2/3 cup butter, softened

1 cup granulated sugar

1 egg

1 teaspoon vanilla

1 teaspoon cherry extract

1/2 cup diced Maraschino cherries, drained

1/4 cup ground whole almonds

1 drop super red food gel + 2 drops electric pink food gel

2 cups all purpose flour

1/2 teaspoon baking powder

1 teaspoon salt

1 cup coarse sparkling sugar


  1.  In large mixing bowl of stand mixer fitted with paddle attachment, cream softened butter and granulated sugar until light and fluffy.  Add one egg and vanilla extract.
  2. Gradually add all purpose flour, baking powder and salt to butter mixture. Beat until cookie dough forms into a ball.  Remove from mixing bowl. Divide dough in half equally and place into two separate bowls.
  3. In food processor grind almonds, set aside. Drain and hand dice Maraschino cherries, set aside.
  4. Add almond extract to one dough and cherry extract to the other.
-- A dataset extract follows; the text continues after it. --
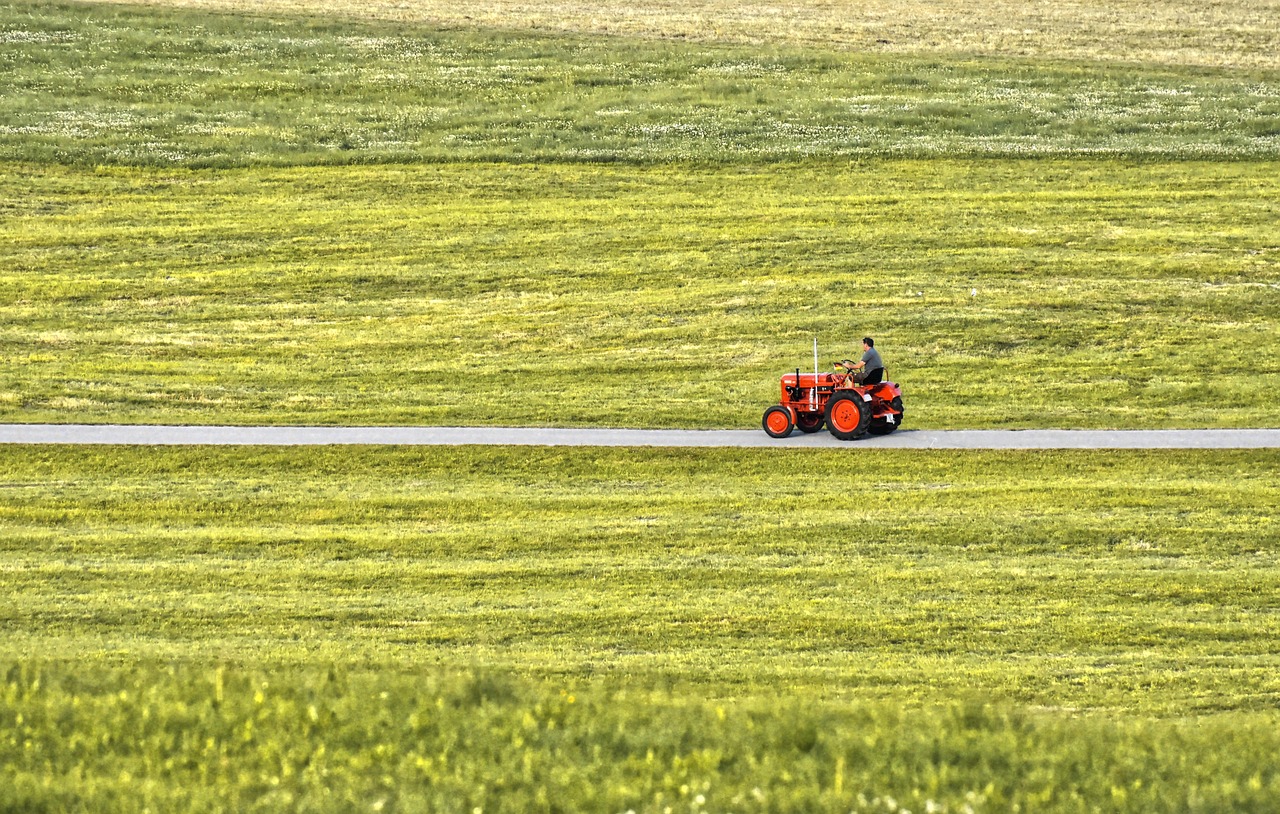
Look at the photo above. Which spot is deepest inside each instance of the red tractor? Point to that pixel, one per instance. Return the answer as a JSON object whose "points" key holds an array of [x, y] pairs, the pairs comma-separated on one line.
{"points": [[835, 399]]}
Add 1 drop of super red and 2 drops of electric pink food gel, diced cherries to cherry extract dough bowl. Stir to mix throughly.  To almond dough add ground almonds, stir to blend.
  5. Wrap each dough portion with plastic wrap, chill until firm 2-3 hours.
  6. Remove from chill, roll each portion of dough separately between two sheets of parchment paper. Roll into 8 x 15 rectangle.  Place each rectangle in refrigerator for 30 minutes.
  7. Remove from parchment paper from both doughs. Place almond rectangle on top of the cherry dough. Starting on long side of rectangle, roll tightly the doughs together into a log.
  8. Roll dough log in sparkling sugar if desired. Wrap in parchment paper and chill another 1-2 hours.
  9. Preheat oven to 350 degrees F.
  10. Line two baking sheets with parchment paper, slice log into 1/4″ slices and place 2″ apart on baking sheet.  Chill 5-8 minutes.
  11. Bake 10-12 minutes in middle of oven, be careful not to burn the tops or bottoms of cookies.
  12. Remove from oven and allow cookies to cool 2 minutes before removing from baking sheets.
  13. Store cookies in airtight container.


It is important to chill these cookies at every step called for in recipe. Chilling will make the cookie pinwheel crisp and easier for you roll and cut.

Cookies can be made ahead and frozen with out baking up to 30 days.